Jérôme Fernandez et les Bleus ont souffert face à la Tunisie. (Reuters)

Jérôme Fernandez et les Bleus ont souffert face à la Tunisie. (Reuters)

Intraitable face à la Grande-Bretagne (44-15) et l’Argentine (32-20), l’équipe de France a souffert face à la Tunisie (25-19), ce jeudi, à l’occasion de la troisième levée du tournoi olympique. Intenable (7 buts), Daniel Narcisse a permis aux Bleus de composter leur billet pour les quarts de finale. Désireux de conserver les rênes du groupe A, les Bleus devront hausser leur niveau de jeu face à l'Islande dans deux jours.
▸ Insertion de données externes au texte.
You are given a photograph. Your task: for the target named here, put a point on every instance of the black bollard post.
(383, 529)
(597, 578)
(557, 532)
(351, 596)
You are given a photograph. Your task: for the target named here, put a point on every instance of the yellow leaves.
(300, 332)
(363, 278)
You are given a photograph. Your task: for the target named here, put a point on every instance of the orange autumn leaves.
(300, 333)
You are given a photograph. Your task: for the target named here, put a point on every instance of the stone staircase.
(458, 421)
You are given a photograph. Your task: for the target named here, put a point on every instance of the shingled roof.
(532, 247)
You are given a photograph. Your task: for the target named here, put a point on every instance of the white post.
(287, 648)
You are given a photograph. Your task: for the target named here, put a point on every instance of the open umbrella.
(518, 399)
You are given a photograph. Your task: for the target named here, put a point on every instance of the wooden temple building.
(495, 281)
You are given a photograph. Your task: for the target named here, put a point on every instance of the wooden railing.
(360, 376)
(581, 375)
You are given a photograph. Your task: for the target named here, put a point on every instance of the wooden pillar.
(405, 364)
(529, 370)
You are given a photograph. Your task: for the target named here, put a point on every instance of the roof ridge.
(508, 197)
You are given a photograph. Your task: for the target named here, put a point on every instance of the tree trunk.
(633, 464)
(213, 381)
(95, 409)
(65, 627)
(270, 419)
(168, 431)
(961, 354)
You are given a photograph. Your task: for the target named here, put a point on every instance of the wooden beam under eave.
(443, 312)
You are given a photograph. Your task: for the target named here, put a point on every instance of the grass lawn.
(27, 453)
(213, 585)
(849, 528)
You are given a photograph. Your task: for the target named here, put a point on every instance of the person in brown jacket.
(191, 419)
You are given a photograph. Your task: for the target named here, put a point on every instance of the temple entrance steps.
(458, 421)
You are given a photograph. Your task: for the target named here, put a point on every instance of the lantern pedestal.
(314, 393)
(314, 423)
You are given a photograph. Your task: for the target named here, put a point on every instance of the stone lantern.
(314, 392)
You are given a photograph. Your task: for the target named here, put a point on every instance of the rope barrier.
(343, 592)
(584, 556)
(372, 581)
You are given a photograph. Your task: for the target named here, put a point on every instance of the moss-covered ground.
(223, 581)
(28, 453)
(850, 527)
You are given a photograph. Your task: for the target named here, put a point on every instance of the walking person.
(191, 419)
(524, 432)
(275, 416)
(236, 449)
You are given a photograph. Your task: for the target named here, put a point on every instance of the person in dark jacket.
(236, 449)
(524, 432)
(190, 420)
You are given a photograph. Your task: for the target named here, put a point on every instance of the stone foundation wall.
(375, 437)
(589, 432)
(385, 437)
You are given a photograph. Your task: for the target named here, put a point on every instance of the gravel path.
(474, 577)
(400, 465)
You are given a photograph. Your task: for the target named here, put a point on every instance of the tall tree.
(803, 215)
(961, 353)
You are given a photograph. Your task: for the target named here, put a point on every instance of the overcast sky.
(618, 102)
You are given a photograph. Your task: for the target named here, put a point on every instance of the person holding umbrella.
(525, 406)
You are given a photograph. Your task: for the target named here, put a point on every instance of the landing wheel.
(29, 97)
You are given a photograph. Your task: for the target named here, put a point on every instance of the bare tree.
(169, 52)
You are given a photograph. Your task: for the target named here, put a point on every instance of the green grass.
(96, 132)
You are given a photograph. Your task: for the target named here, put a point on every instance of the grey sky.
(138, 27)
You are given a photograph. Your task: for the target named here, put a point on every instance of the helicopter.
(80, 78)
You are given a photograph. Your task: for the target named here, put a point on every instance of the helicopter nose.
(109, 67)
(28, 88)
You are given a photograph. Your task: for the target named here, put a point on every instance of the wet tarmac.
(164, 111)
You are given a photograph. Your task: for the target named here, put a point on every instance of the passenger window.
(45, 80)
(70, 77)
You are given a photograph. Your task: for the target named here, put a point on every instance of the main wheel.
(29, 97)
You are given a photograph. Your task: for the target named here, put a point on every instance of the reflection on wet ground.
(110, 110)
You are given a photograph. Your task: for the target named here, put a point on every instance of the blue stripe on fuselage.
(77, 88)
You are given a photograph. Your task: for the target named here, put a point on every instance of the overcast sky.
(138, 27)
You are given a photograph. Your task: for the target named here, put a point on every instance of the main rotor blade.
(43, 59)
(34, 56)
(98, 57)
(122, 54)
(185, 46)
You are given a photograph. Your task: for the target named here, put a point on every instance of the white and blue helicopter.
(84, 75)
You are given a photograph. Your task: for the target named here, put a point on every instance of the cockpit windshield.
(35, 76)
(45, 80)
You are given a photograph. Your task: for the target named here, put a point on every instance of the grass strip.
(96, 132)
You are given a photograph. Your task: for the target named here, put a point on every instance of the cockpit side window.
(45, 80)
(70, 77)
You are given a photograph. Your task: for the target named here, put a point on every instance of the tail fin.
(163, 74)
Large vainqueur de la Grande-Bretagne et de l’Argentine, l’équipe de France avait à cœur de confirmer ses excellentes dispositions face à la Tunisie, ce jeudi, pour ce qui constituait sa troisième sortie olympique. La tâche s’est pourtant annoncée plus périlleuse que prévue. Fébriles en défense, les Bleus ont eu bien du mal à forcer le verrou tunisien durant une bonne partie de la rencontre. Dominateurs dans tous les compartiments de jeu lors des précédents rendez-vous, ils n’ont cette fois-ci dû leur salut qu’à la géniale performance d’un Daniel Narcisse inspiré et tranchant qui a pris le jeu à son compte et qui, grâce à ses sept réalisations, a permis à ses compatriotes de se sortir d’un mauvais pas.
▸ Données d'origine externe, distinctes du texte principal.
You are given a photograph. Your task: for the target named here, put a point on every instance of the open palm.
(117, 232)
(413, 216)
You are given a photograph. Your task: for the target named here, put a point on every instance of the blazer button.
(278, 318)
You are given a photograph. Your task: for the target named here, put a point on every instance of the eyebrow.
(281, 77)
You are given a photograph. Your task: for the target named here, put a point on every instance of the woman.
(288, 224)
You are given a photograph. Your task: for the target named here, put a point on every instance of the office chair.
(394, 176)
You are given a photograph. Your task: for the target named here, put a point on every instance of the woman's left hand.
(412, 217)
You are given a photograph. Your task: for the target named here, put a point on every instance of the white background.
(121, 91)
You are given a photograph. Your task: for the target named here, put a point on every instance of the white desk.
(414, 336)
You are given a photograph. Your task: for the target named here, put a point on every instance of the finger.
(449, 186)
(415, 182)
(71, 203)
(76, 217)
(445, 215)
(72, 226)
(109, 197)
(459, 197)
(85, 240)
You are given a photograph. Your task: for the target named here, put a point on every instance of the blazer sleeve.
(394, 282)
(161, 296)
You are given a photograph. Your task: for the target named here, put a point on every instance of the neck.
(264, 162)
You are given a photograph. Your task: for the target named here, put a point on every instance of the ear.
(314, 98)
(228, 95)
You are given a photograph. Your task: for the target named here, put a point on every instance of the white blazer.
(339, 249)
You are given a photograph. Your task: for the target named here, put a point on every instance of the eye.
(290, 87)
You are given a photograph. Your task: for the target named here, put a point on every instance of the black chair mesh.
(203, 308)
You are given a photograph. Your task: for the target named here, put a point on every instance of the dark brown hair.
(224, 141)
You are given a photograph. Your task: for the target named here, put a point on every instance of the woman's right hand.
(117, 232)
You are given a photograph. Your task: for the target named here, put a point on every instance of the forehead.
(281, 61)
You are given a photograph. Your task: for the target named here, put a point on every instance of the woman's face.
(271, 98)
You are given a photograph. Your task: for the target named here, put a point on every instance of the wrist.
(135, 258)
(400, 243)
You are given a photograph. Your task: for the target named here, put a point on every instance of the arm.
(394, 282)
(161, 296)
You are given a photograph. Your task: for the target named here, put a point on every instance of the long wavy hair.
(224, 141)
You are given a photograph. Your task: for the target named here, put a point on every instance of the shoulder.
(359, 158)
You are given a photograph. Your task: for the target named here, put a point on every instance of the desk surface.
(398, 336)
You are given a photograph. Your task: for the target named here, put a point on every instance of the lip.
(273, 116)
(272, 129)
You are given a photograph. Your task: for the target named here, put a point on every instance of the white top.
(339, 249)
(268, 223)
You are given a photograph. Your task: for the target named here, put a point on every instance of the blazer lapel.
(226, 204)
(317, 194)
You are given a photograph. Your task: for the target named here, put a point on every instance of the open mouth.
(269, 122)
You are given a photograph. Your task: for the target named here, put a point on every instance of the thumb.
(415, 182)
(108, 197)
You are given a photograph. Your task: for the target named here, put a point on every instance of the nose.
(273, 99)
Fluidité, simplicité, efficacité, le demi-centre tricolore aura donné du fil à retordre à ses gardes du corps africains. Absent des deux premiers rendez-vous, Mickaël Guigou a quant à lui refait surface dans le sept titulaire de Claude Onesta, pour quelques minutes seulement. L’ailier tricolore a signé le premier but français sur un jet de sept mètres dès l'entame du match avant de buter par deux fois sur le portier adverse, Maggaiez, et de céder sa place à Samuel Honrubia. Une manière pour Claude Onesta de remettre progressivement son poulain dans le bain et de renforcer son capital confiance, lui qui n'a fait qu'essuyer le banc de touche jusqu'alors.
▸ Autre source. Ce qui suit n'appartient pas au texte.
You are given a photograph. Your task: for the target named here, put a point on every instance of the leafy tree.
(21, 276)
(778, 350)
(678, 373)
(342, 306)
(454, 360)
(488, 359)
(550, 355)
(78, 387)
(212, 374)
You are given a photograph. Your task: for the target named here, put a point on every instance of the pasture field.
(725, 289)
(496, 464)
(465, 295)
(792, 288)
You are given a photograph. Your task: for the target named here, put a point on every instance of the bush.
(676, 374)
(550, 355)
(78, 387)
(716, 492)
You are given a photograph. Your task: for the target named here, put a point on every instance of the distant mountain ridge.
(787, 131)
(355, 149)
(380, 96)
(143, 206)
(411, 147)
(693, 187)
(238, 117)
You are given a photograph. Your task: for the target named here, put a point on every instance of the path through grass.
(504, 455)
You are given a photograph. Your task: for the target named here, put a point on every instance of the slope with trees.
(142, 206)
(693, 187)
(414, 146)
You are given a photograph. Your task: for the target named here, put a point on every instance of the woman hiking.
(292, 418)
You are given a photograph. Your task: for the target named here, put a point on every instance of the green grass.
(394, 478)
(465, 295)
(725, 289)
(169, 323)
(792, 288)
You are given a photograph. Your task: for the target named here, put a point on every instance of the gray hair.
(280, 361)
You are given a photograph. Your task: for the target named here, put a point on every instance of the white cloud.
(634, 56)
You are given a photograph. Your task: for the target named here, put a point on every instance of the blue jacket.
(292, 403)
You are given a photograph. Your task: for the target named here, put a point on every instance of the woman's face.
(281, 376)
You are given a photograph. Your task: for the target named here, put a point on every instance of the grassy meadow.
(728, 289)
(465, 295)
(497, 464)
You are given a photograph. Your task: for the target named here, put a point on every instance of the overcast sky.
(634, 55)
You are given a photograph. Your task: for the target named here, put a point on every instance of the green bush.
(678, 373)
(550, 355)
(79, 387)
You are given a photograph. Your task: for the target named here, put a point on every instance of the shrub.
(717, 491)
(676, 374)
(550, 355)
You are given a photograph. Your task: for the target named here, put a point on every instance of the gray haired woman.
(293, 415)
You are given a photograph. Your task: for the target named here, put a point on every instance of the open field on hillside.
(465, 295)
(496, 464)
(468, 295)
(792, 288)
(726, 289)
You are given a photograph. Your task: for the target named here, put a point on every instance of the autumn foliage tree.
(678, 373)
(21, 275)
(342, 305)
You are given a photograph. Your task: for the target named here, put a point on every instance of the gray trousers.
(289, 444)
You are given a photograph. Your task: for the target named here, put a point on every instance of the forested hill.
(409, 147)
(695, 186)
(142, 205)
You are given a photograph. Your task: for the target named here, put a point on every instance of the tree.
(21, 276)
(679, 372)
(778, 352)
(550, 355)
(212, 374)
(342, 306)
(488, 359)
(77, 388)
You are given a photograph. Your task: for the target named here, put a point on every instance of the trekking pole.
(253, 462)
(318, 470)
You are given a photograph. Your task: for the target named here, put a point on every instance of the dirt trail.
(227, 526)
Onesta: "Il ne faut pas tout exiger, tout le temps".

Bien décidés à mettre la pression d’entrée de jeu sur leurs vis-à-vis, les Bleus ont tardé à prendre le jeu à leur compte et à bousculer des Tunisiens bien en place en défense et inspirés offensivement. Trop tendres, voire apathiques sur certains phases de jeu, les quadruples champions du monde et doubles champions d’Europe ont laissé leurs adversaires du jour prendre leurs aises et créer les bons décalages dans le bon tempo mais ont su profiter de l’état de grâce de Daniel Narcisse, auteur de six buts en première période, pour rallier les vestiaires avec une unité d’avance au tableau d’affichage (12-11).

Timorés en début de second acte, les Bleus ont progressivement retrouvé des couleurs grâce notamment à la complémentarité du duo Karabatic-Sorhaindo qui s’est efforcé de remettre le TGV tricolore sur de bons rails, pour finalement achever la rencontre avec un avantage au score de +6 (25-19). "La Tunisie a tenu le choc pendant les 45 premières minutes, mais c’est devenu compliqué physiquement pour elle en fin de match", glissait volontiers Jérôme Fernandez devant les caméras de France télévisions. "Il faut tout prendre quand on est coach. C’était un match un peu compliqué, tôt le matin, mais on est rassuré. Il ne faut pas tout exiger, tout le temps. On a besoin de ces matches pour monter en puissance avant d’aborder les adversaires traditionnels", avouait de son côté Claude Onesta, qui sait pourtant que ses protégés devront proposer davantage face à l’Islande et la Suède, lors des prochains rendez-vous.